Director de Curso: Face à diversidade de cursos e projectos, a fim de evitar a total dispersão dos mesmos, admite-se a possibilidade das escolas poderem criar a figura de Director de Curso, que zelaria, entre outras coisas, pela coerência do curso, a articulação entre os professores, os contactos com o potencial mercado de trabalho dos alunos, etc.  O problema está não apenas no perfil deste novo director de curso, mas também das condições que lhe sejam dadas para exercer as suas múltiplas funções de promotor. 

Edgar Morin: A acreditar nas palavras do anterior ministro da educação, Guilherme d´Oliveira Martins, foi o pensador que o inspirou esta reforma. Segundo este filósofo são sete os saberes necessários para enfrentar a nova sociedade, e que as escolas deveriam proporcionar aos seus alunos: a) a prevenção do conhecimento contra o erro e a ilusão; b) o ensino de métodos que permitam ver o contexto e o conjunto, ao invés do conhecimento fragmentado; c) o reconhecimento do elo indissolúvel entre a unidade e a diversidade da condição humana; d) a aprendizagem da identidade planetária, considerando a humanidade como uma comunidade de destino; e) a exigência de afrontar o inesperado e o incerto, como marcas do nosso tempo, devendo preparar-se os cidadãos para responder aos desafios da incerteza; f) a educação para a compreensão mútua das pessoas, próximas e estrangeiras, de pertenças e culturas diferentes, como factor de paz, estudando as raízes, as modalidades  e os efeitos da incompreensão, do racismo e da xenofobia; g) o desenvolvimento de uma ética de género humano, de acordo com um conceito de cidadania inclusiva, respeitadora da dimensão individual, social e da humanidade de todos. Para meditar.      

Educação para a Cidadania. No ensino secundário a opção foi a de criar um programa transversal para ser dado por todos os professores no âmbito das respectivas disciplinas. A intenção é generosa, fica pois ao critério de cada professor desenvolver ou não estas temáticas. Em último recurso cabe ao professor de filosofia  ou ao director de turma.     

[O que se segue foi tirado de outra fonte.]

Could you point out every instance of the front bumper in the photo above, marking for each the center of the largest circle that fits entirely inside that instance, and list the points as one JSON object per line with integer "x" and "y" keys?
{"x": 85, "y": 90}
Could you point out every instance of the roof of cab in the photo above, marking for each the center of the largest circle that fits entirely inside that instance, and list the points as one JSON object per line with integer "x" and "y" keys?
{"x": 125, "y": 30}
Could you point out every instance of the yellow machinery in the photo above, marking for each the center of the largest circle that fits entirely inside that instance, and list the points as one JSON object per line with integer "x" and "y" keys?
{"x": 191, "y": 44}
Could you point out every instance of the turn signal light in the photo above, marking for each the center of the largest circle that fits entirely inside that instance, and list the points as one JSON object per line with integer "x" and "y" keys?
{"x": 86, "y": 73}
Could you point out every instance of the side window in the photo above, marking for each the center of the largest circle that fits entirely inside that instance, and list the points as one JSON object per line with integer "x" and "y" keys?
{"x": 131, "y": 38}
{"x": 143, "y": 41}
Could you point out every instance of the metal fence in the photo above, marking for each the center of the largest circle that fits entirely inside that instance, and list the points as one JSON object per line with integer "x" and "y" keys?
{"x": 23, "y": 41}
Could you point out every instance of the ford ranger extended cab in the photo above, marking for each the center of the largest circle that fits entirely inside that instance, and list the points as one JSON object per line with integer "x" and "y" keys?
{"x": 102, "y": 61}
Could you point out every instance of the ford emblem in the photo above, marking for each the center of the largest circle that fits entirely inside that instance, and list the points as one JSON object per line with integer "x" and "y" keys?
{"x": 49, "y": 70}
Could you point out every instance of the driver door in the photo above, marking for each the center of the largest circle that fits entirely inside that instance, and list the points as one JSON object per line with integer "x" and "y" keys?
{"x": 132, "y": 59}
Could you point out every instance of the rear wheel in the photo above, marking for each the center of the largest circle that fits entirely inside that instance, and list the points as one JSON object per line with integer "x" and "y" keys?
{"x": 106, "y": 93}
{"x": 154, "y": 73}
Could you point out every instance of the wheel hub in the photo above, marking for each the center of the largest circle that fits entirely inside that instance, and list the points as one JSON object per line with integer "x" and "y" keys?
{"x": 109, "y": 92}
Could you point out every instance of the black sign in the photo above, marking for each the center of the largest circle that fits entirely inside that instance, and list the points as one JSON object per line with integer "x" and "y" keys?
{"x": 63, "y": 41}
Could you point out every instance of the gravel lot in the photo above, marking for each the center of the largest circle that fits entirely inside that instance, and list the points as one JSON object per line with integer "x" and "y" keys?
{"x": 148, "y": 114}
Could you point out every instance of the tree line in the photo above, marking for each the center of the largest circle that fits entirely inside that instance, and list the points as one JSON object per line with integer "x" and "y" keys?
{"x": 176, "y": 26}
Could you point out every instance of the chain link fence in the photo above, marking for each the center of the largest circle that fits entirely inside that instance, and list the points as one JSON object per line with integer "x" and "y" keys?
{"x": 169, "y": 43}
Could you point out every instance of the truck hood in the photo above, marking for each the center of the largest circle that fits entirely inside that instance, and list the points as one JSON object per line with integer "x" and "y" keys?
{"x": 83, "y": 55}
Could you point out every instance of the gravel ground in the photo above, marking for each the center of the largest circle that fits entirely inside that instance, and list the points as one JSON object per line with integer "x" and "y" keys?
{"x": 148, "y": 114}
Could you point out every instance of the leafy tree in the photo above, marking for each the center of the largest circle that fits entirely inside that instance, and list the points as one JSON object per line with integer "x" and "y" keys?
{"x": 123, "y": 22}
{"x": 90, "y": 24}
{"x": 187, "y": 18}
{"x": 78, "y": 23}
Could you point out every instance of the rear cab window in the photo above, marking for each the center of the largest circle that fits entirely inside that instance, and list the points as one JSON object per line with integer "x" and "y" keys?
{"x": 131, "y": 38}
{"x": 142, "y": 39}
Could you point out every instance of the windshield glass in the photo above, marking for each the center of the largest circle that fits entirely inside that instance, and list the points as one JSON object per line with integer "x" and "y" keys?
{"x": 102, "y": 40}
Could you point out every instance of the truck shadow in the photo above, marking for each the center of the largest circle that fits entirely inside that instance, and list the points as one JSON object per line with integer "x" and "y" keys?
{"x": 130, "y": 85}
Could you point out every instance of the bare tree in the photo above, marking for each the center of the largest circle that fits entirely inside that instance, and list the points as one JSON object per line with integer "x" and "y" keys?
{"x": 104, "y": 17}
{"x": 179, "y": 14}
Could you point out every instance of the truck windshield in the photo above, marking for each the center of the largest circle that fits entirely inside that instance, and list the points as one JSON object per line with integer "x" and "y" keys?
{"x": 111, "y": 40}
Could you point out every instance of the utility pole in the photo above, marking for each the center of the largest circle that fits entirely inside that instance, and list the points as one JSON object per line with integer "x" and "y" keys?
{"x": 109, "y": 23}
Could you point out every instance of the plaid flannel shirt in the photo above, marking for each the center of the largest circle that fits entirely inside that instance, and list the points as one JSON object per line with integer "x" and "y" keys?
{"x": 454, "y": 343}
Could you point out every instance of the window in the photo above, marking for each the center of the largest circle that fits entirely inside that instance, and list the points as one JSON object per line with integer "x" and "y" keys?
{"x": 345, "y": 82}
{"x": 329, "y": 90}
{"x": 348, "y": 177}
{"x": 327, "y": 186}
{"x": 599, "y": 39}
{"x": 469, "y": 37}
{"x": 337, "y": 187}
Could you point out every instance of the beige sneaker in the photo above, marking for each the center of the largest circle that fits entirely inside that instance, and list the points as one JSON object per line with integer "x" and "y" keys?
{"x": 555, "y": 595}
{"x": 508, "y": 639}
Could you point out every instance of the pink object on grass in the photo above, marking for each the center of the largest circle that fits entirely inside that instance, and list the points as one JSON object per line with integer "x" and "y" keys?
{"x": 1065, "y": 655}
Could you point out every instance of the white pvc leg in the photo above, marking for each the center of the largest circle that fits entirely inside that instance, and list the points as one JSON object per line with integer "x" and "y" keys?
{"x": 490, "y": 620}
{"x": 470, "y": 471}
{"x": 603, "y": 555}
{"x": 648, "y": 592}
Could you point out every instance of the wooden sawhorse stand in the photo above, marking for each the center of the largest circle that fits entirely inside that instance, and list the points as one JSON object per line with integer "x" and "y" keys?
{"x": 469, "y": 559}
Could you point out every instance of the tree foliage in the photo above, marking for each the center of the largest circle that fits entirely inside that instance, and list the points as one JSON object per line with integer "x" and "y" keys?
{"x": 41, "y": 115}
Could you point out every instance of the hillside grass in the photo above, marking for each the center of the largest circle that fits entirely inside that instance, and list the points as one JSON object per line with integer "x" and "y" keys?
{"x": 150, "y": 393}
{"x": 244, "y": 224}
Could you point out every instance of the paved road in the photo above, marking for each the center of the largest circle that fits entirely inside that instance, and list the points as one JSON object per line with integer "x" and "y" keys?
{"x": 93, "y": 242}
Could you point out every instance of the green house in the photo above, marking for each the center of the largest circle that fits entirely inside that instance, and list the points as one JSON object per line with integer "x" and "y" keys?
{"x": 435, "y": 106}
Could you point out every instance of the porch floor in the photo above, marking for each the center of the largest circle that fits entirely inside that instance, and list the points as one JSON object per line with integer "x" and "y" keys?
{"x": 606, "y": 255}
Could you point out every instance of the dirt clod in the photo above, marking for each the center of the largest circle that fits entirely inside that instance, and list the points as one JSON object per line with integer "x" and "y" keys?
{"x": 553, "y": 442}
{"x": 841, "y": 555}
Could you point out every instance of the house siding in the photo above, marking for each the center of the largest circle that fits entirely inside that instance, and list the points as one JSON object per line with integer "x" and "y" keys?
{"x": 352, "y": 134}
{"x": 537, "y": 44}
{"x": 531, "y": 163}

Educação Sexual. O programa já foi aprovado na Assembleia da República, a regulamentação respectiva está pronta, ou quase. Trata-se uma "disciplina transversal", podendo ser dada por todos os professores ou por nenhum. Fica ao critério de cada um fazê-lo. Ninguém duvida  é que esta "educação" poderá contribuir para diminuir o número de adolescentes que todos os anos engravidam. Não se pode é esperar milagres.

Entrada em Vigor. Os novos cursos terão início em Setembro de 2002, com os alunos que então iniciam o 10º. ano, seguindo-se em 11º. em Setembro de 2003 e o 12º. em Setembro de 2004. O 13ª. Ano é cada vez mais uma incógnita.. 

Escolas Profissionais. Quando surgiram foram apresentadas como uma verdadeira alternativa às escolas públicas, tinham duas vantagens de peso: a) a ligação ao mundo empresarial; b) a flexibilidade das suas estruturas; Esperava-se delas um crescimento que nunca aconteceu. A sua total dependência face aos financiamentos públicos e comunitários foram tornando a situação incomportável. Os seus alunos que pretendiam prosseguir estudos estavam mal preparados para o fazerem. Não se pode ter tudo.  Está  por estudar o impacto da nova reforma do secundário nestas escolas. O que irão ganhar ou perder?

Essencialismo. Este é o conceito central dos novos programas. Trata-se de reduzir tudo às questões essenciais, desprezando tudo aquilo que é acessório ou atrapalha a compreensão dos alunos ou implica algum esforço acrescido. O ideal é um ensino secundário ao nível do senso comum. Essencialismo ou infantilismo esta é a questão que depois de 2005 começaremos a avaliar.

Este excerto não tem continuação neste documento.